Il ne faut pas que les concitoyens confondent les 2. En tant que ministre de la Ville, j'ai entendu dire qu'il y avait beaucoup d'argent donné pour ce quartier. Ce n'est pas vrai. - A.-E.Lemoine: Vous voudriez Que les expulsions qui s'appliquent dans la loi narcotrafic s'étendent à d'autres infractions ou délits majeurs?
Si on commet des violences, une violence aggravée ou d'autres délits majeurs... - V.Jeanbrun: Je me mets à la place des Français qui nous écoutent.
Ca ne vous paraît pas évident que le logement social, qui est un beau cadeau, financé par la solidarité nationale...
Ca me choque que ces logements restent... - E.Tran Nguyen: A partir de quand on ne mérite plus le cadeau? - V.Jeanbrun: Ils sont accessibles à des personnes condamnées à des violences graves. - P.Cohen: A quel point vous étendez la responsabilité à leurs proches? - V.Jeanbrun: Dès qu'il y a son nom sur le bail, on doit pouvoir l'expulser du logement.
Il y a des situations où vous voyez les préfets, les maires qui constatent qu'il y a une criminalité organisée au sein de la cellule familiale...

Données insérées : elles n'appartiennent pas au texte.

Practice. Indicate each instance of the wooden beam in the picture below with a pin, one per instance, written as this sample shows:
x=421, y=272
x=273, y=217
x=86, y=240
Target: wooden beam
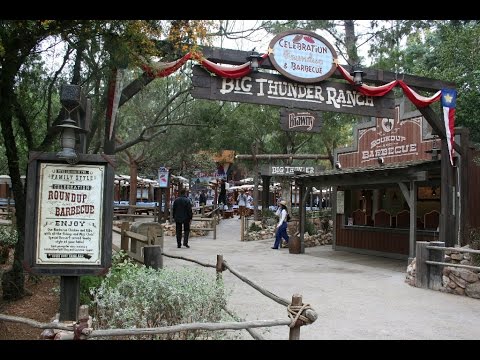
x=412, y=235
x=406, y=193
x=438, y=126
x=282, y=156
x=375, y=178
x=238, y=57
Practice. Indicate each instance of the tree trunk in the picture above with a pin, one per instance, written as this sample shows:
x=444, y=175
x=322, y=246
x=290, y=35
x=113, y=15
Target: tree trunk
x=351, y=42
x=13, y=280
x=133, y=183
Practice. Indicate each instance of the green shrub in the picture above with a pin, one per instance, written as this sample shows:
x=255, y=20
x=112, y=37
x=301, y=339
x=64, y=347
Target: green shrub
x=140, y=297
x=88, y=284
x=310, y=228
x=473, y=239
x=254, y=227
x=267, y=213
x=8, y=237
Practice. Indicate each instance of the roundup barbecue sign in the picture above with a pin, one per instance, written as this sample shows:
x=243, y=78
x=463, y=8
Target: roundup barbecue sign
x=302, y=56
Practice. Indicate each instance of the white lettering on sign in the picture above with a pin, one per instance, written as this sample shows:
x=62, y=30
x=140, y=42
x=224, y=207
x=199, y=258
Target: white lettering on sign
x=284, y=90
x=390, y=151
x=290, y=170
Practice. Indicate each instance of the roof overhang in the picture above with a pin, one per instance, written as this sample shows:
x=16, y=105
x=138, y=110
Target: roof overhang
x=375, y=175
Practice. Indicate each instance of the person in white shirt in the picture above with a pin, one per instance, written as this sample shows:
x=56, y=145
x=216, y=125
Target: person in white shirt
x=242, y=203
x=282, y=225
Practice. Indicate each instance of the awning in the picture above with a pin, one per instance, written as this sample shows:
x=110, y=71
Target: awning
x=375, y=175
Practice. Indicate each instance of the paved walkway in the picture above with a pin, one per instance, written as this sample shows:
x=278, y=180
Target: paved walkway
x=356, y=296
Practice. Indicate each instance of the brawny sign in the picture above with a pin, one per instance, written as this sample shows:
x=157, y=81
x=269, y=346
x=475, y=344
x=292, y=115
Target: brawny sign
x=298, y=120
x=270, y=89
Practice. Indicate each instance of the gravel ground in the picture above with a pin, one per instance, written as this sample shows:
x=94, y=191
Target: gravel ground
x=356, y=297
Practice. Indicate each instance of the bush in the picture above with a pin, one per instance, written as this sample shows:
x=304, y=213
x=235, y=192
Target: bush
x=89, y=284
x=8, y=237
x=254, y=227
x=473, y=239
x=140, y=297
x=310, y=228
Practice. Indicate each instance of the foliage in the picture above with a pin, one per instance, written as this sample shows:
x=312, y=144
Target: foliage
x=310, y=228
x=8, y=237
x=121, y=264
x=87, y=285
x=267, y=213
x=472, y=236
x=254, y=227
x=145, y=297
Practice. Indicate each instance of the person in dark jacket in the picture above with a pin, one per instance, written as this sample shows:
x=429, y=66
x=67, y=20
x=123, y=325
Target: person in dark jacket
x=222, y=198
x=202, y=200
x=182, y=213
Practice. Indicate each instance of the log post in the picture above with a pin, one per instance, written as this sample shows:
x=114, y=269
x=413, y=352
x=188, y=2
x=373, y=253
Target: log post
x=295, y=330
x=81, y=324
x=152, y=256
x=214, y=223
x=421, y=278
x=219, y=267
x=436, y=271
x=123, y=236
x=242, y=228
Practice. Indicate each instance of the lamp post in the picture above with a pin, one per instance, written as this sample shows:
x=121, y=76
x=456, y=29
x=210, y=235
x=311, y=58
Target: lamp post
x=254, y=59
x=69, y=140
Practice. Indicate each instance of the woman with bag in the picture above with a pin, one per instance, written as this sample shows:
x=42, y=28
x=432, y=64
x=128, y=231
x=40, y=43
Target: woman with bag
x=282, y=225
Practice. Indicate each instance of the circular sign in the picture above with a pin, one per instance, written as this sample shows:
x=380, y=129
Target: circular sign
x=302, y=56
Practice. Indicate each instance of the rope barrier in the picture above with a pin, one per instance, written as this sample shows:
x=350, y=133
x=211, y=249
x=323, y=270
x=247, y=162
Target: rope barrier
x=295, y=313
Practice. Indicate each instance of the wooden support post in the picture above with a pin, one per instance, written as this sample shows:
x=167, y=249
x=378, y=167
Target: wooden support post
x=152, y=256
x=413, y=220
x=436, y=272
x=219, y=267
x=69, y=297
x=82, y=323
x=422, y=275
x=123, y=236
x=295, y=331
x=242, y=228
x=214, y=223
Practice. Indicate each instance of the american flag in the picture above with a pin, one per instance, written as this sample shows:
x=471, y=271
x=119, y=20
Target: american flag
x=449, y=101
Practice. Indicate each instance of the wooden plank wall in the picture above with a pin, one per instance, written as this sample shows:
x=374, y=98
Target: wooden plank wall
x=472, y=195
x=389, y=241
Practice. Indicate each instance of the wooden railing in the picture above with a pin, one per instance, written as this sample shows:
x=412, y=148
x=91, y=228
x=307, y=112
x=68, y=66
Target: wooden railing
x=299, y=314
x=430, y=260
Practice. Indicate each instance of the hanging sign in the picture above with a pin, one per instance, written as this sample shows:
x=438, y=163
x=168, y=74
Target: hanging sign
x=300, y=120
x=163, y=177
x=302, y=56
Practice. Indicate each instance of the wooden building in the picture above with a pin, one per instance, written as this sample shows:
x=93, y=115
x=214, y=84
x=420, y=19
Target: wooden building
x=387, y=187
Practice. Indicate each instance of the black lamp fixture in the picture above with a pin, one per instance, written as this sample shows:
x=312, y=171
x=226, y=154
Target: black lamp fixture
x=68, y=140
x=254, y=59
x=357, y=74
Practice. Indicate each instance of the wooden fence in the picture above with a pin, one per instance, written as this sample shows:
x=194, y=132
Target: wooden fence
x=430, y=259
x=299, y=314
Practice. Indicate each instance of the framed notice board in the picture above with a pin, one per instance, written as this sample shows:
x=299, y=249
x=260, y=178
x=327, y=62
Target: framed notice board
x=70, y=208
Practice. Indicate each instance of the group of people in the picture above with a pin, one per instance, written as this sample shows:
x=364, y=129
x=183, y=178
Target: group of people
x=183, y=214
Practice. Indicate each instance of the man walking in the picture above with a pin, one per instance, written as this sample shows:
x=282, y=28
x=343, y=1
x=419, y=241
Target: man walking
x=182, y=213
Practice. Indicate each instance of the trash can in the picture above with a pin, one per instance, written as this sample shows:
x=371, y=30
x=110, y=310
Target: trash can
x=294, y=245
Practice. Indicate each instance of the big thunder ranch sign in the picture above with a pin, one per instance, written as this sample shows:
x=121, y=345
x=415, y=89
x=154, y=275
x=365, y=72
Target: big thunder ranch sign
x=304, y=60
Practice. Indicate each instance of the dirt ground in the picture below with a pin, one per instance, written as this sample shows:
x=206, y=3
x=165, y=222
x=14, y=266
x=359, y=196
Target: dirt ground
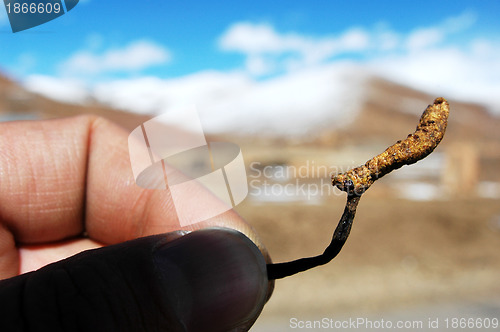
x=400, y=254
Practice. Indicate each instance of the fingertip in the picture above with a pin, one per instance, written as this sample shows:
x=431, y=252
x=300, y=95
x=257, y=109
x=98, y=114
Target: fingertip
x=215, y=279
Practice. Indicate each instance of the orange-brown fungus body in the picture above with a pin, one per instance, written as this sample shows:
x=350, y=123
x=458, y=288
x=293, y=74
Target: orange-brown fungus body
x=416, y=146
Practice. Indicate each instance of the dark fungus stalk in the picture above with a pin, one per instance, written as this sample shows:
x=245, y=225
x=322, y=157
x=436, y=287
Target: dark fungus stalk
x=416, y=146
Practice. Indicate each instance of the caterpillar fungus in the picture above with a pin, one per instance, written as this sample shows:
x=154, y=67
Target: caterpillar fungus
x=355, y=182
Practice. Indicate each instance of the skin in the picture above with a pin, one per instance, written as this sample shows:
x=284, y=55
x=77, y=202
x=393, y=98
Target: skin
x=66, y=185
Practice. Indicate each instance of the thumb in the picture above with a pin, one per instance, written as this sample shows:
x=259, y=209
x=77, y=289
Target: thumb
x=208, y=280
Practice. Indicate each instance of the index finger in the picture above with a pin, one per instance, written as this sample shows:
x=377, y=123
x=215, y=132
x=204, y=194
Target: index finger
x=59, y=178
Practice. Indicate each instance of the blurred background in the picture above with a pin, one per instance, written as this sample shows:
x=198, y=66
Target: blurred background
x=307, y=89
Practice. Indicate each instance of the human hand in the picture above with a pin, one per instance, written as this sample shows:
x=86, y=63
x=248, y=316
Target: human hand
x=65, y=186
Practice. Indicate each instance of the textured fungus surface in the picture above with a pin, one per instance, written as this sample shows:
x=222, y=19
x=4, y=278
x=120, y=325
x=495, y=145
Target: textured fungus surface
x=416, y=146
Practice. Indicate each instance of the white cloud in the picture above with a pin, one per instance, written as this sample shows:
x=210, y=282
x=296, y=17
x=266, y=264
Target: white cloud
x=134, y=57
x=297, y=103
x=65, y=90
x=268, y=51
x=424, y=38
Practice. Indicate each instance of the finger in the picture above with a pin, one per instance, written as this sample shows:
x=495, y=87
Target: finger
x=209, y=280
x=62, y=176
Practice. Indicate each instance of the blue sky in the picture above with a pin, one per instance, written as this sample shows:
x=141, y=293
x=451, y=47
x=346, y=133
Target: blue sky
x=103, y=46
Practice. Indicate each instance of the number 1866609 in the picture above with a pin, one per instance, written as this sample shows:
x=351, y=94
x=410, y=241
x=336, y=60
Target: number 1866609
x=33, y=8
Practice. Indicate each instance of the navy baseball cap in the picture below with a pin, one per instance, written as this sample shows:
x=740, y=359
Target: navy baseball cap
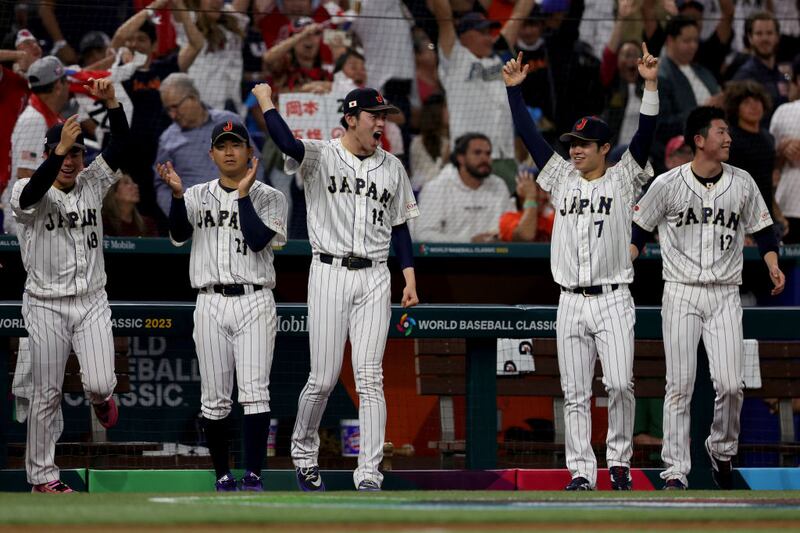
x=686, y=4
x=53, y=137
x=475, y=21
x=366, y=99
x=588, y=129
x=229, y=128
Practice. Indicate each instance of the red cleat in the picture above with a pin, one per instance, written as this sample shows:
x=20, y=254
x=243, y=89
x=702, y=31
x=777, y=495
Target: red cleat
x=53, y=487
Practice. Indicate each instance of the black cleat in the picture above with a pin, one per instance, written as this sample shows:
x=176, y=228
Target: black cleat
x=620, y=478
x=309, y=480
x=721, y=471
x=579, y=483
x=674, y=484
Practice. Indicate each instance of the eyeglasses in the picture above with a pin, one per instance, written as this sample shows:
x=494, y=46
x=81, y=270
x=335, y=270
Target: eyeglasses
x=174, y=107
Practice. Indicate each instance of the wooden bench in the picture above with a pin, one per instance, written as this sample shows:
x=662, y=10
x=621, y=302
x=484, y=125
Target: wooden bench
x=441, y=371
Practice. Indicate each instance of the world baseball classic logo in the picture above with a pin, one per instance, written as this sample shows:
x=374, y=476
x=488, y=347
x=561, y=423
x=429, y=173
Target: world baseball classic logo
x=406, y=324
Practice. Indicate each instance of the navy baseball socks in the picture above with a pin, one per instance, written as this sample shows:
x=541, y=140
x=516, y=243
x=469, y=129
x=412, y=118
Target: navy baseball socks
x=217, y=440
x=256, y=429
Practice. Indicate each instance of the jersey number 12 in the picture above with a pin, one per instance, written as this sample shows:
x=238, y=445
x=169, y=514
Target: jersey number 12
x=377, y=217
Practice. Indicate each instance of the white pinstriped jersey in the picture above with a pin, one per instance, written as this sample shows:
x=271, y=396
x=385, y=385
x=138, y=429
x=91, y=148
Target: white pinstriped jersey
x=701, y=230
x=61, y=236
x=219, y=254
x=353, y=204
x=592, y=227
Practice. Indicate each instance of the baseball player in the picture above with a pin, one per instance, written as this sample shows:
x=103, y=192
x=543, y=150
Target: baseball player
x=231, y=221
x=590, y=260
x=703, y=209
x=60, y=231
x=359, y=198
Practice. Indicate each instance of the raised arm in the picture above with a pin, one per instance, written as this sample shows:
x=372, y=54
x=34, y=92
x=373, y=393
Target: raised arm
x=132, y=25
x=256, y=234
x=276, y=126
x=61, y=48
x=194, y=39
x=510, y=30
x=114, y=153
x=275, y=55
x=608, y=65
x=44, y=176
x=513, y=75
x=648, y=112
x=180, y=229
x=444, y=19
x=724, y=28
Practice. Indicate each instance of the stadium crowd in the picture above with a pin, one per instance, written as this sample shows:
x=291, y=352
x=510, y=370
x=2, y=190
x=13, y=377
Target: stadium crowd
x=181, y=66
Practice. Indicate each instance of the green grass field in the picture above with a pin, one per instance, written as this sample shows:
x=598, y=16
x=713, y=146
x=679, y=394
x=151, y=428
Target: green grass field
x=439, y=511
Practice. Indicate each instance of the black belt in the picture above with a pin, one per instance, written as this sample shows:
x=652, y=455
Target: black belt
x=594, y=290
x=350, y=262
x=231, y=290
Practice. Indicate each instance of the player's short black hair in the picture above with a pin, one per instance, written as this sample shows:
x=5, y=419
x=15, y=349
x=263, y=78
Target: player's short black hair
x=149, y=29
x=699, y=121
x=462, y=145
x=676, y=24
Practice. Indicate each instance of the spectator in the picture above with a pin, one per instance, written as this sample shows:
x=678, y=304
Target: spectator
x=464, y=203
x=49, y=95
x=712, y=48
x=752, y=145
x=533, y=219
x=789, y=15
x=470, y=71
x=620, y=75
x=384, y=29
x=763, y=33
x=14, y=93
x=564, y=79
x=683, y=84
x=30, y=50
x=277, y=23
x=301, y=62
x=430, y=150
x=597, y=24
x=428, y=82
x=121, y=218
x=349, y=74
x=67, y=22
x=785, y=127
x=186, y=141
x=148, y=119
x=94, y=48
x=218, y=68
x=677, y=152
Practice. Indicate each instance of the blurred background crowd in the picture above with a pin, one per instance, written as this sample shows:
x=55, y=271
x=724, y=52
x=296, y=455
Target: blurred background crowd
x=181, y=66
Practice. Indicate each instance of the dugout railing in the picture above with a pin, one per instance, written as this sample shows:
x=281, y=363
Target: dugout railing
x=478, y=325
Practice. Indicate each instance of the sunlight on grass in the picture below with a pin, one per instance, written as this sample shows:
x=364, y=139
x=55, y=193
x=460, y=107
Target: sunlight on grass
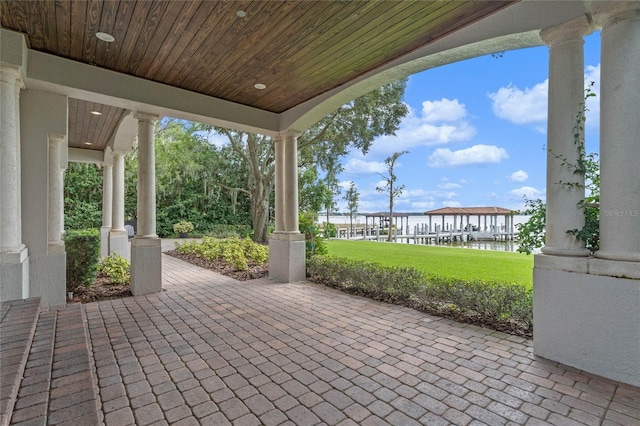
x=446, y=261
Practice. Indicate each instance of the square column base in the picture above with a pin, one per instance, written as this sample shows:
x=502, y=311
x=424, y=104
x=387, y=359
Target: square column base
x=587, y=321
x=119, y=244
x=146, y=266
x=287, y=261
x=14, y=275
x=104, y=241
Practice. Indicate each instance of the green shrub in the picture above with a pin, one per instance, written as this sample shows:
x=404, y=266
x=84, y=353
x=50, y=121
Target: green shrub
x=330, y=230
x=116, y=268
x=488, y=302
x=183, y=227
x=83, y=253
x=314, y=244
x=226, y=231
x=239, y=253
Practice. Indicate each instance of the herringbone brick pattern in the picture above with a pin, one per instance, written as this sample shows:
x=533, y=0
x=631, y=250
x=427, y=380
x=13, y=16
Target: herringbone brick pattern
x=211, y=350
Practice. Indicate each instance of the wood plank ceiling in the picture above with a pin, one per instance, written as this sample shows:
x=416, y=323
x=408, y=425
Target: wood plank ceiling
x=298, y=49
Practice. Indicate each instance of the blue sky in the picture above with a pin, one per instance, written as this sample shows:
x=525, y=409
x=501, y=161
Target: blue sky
x=476, y=135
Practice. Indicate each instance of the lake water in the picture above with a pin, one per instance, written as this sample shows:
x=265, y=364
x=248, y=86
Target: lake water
x=420, y=220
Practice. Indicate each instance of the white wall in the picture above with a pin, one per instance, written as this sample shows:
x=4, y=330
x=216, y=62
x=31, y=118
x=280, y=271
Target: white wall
x=588, y=322
x=41, y=114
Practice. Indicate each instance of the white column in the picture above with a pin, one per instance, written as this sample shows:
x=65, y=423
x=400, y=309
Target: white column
x=291, y=184
x=620, y=133
x=286, y=245
x=117, y=216
x=10, y=232
x=146, y=176
x=118, y=239
x=107, y=194
x=14, y=256
x=279, y=183
x=146, y=253
x=566, y=100
x=56, y=196
x=107, y=208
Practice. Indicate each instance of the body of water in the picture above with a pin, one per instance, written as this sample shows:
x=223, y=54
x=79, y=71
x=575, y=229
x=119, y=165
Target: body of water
x=411, y=221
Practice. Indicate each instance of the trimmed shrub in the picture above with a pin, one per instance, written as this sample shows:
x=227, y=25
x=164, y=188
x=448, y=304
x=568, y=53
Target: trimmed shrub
x=116, y=268
x=506, y=305
x=234, y=251
x=83, y=254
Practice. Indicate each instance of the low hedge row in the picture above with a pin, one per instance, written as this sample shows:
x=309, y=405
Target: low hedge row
x=83, y=256
x=503, y=306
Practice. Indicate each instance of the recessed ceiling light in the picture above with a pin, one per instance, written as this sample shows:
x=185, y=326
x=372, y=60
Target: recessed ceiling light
x=105, y=37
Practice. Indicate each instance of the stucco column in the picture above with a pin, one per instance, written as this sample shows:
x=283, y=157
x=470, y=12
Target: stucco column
x=10, y=232
x=118, y=239
x=279, y=183
x=56, y=195
x=107, y=207
x=565, y=104
x=14, y=256
x=620, y=133
x=291, y=184
x=146, y=254
x=117, y=215
x=286, y=245
x=146, y=176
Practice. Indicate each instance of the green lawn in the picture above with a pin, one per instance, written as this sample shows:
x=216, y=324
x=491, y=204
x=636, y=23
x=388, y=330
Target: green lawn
x=441, y=260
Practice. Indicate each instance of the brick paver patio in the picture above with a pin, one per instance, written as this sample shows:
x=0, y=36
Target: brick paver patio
x=211, y=350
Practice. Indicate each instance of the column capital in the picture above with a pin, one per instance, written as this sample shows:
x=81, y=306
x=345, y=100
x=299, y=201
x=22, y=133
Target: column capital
x=289, y=134
x=608, y=13
x=11, y=74
x=569, y=31
x=145, y=117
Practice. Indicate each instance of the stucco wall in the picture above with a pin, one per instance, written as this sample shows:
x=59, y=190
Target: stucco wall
x=589, y=322
x=41, y=114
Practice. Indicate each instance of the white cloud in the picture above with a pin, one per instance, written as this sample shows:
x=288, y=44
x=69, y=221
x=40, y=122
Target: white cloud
x=477, y=154
x=519, y=176
x=443, y=110
x=446, y=184
x=521, y=106
x=526, y=191
x=357, y=166
x=439, y=122
x=530, y=105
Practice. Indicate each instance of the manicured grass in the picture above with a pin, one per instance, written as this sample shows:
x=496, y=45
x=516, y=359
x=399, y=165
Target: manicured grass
x=453, y=262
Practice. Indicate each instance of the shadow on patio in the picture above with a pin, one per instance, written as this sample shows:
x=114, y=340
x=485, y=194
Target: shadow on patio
x=212, y=350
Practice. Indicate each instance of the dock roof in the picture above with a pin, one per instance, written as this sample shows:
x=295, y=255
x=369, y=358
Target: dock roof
x=453, y=211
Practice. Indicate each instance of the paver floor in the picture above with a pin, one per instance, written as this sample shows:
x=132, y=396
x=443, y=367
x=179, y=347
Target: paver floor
x=211, y=350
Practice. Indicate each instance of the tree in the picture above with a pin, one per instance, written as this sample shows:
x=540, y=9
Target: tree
x=354, y=125
x=389, y=187
x=352, y=198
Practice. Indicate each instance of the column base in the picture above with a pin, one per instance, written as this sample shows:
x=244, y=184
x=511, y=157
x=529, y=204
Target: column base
x=621, y=256
x=556, y=251
x=588, y=322
x=49, y=278
x=287, y=261
x=119, y=243
x=14, y=275
x=104, y=241
x=146, y=266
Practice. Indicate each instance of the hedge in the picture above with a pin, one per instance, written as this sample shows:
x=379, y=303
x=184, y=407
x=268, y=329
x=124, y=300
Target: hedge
x=83, y=254
x=504, y=306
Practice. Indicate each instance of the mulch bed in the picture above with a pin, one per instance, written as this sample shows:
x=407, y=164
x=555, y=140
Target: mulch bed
x=223, y=268
x=103, y=289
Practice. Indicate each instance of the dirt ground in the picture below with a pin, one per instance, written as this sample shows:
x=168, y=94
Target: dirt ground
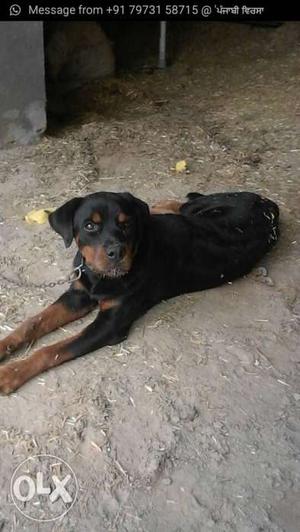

Permettez-moi d'insister: on parle d'une minorité qui pourrit la vie de tout le monde mais qui ne représente pas l'ensemble de nos quartiers. Il faut qu'on débarrasse nos quartiers de ces familles, compositions familiales qui sont délinquants de grand frère en petit frère et, parfois, avec l'assentiment des parents. Il faut qu'on puisse remettre en question le bail dans son intégralité. - A.-E.Lemoine: Ca ne va pas résoudre la trop faible rotation dans les logements sociaux.
Les revenus, on a vu qu'ils étaient étudiés tous les ans avec la déclaration de revenus qui doit être soumise par le locataire au bailleur. Ca, ce n'est pas appliqué? Ca permettrait de dire à certaines familles dont les revenus ont augmenté de libérer leur logement social. - V.Jeanbrun: Ce serait une erreur.
Je ne suis pas pour qu'on sorte du logement social des familles qui gagnent un peu plus que le plafond car il y a déjà un mécanisme d'équilibre. Il y a le surloyer. "J'ai le droit de rester dans mon logement social, mais je paye un peu plus cher mon loyer." Ca permet d'avoir de la mixité sociale.
Quand je parle du bail 3-6-9, ce n'est pas pour faire partir les gens qui auraient des revenus supplémentaires. C'est pour qu'il y ait une relation régulière entre bailleur et occupants et qu'on puisse adapter la typologie du logement. Si vous occupez un F5 et que vous êtes à 2 dedans, il faut qu'on puisse le remettre en question tous les 3 ans.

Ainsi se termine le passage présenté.